What it does
The Construction Industry Long Service Leave Act 1997 establishes a portable long service leave scheme funded by compulsory charges levied on construction industry participants. Its core operative provision is s.4(1), which imposes on every employer a mandatory long service leave charge in respect of each worker employed to perform construction work in the construction industry. A parallel obligation applies to a working sub-contractor who has elected to participate (s.4(1A)). The quantum, due date, and calculation methodology are not fixed in the statute but are instead determined by the trustee from time to time in accordance with the trust deed (s.4(2)). The charge is capped at 3% of a worker’s ordinary pay (s.4(3)), with the trust deed permitted to differentiate rates between workers and working sub-contractors or between classes of work (s.4(5)).

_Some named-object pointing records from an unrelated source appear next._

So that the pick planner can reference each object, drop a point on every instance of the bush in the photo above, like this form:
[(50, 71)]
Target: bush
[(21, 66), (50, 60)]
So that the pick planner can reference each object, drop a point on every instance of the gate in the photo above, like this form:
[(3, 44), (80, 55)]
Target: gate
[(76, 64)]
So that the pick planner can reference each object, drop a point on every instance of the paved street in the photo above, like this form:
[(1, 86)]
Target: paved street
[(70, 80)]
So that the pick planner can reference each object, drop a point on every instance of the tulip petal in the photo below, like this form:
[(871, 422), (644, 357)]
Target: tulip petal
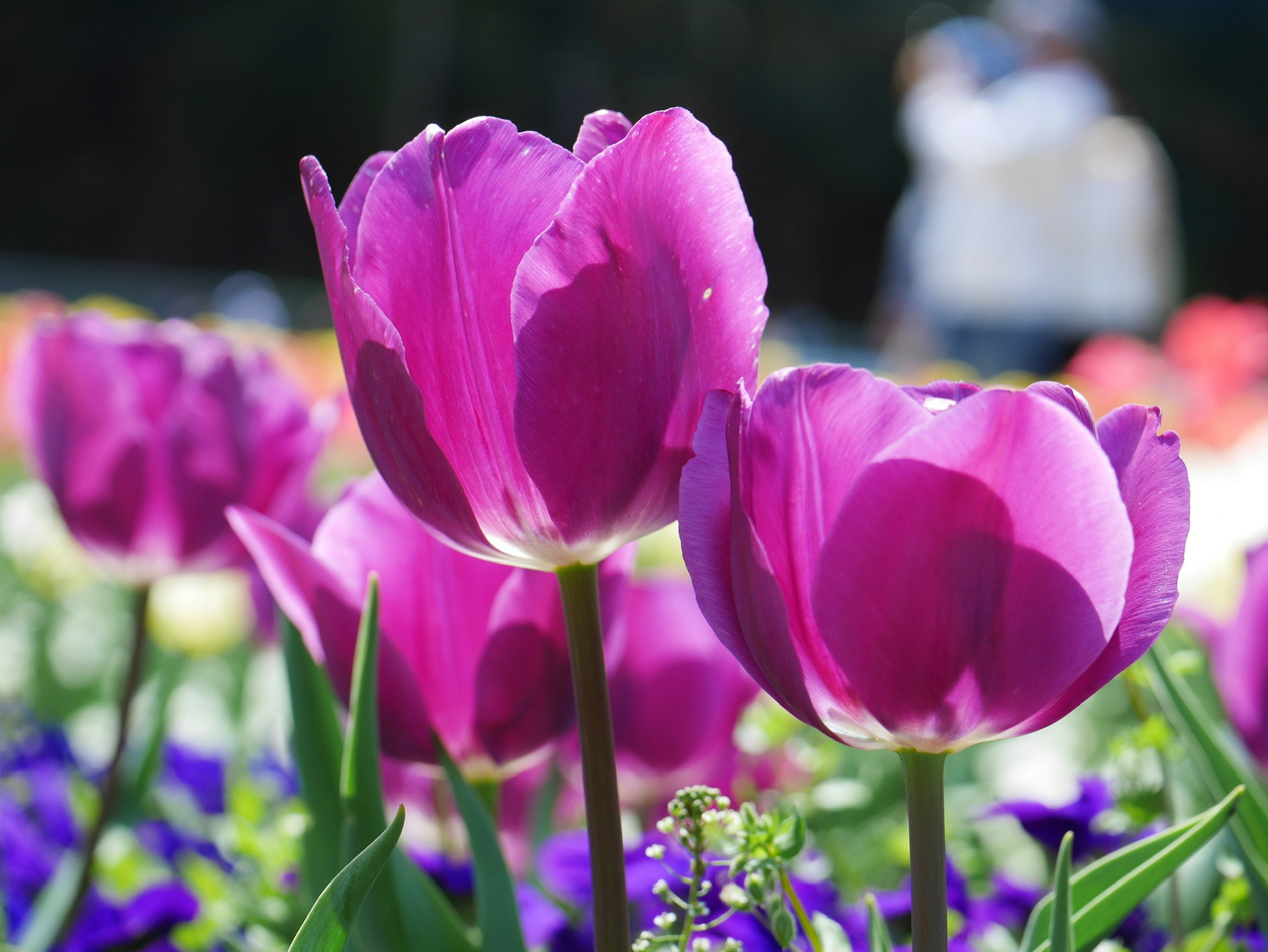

Section 6(1) grants every worker an entitlement to long service leave and to be paid benefits out of the fund in respect of continuous service in the construction industry. Working sub-contractors who have paid charges receive equivalent rights (s.6(2)). Again, the precise amount and calculation method are delegated to the trustee under the trust deed (s.6(3)). The fund itself is the Construction Industry Long Service Leave Fund established under the trust deed; on the commencement day the former statutory fund was abolished and its moneys flowed into the new trust fund (s.26).
Administration is deliberately removed from direct government control. The trustee (defined in s.3(1) as CoINVEST Limited ACN 078 004 985 or any successor appointed under the trust deed) exercises the powers conferred by the trust deed, subject only to the restriction in s.7. That section prohibits the trustee from enlarging the class of persons entitled to benefits without prior Governor-in-Council approval, and specifically catches any trust-deed amendment that would widen the meaning of “construction work” or “construction industry” or prescribe additional awards. Decisions about whether a particular person falls within an existing class, or the quantum of any individual benefit, are expressly carved out of this restriction (s.7(2)).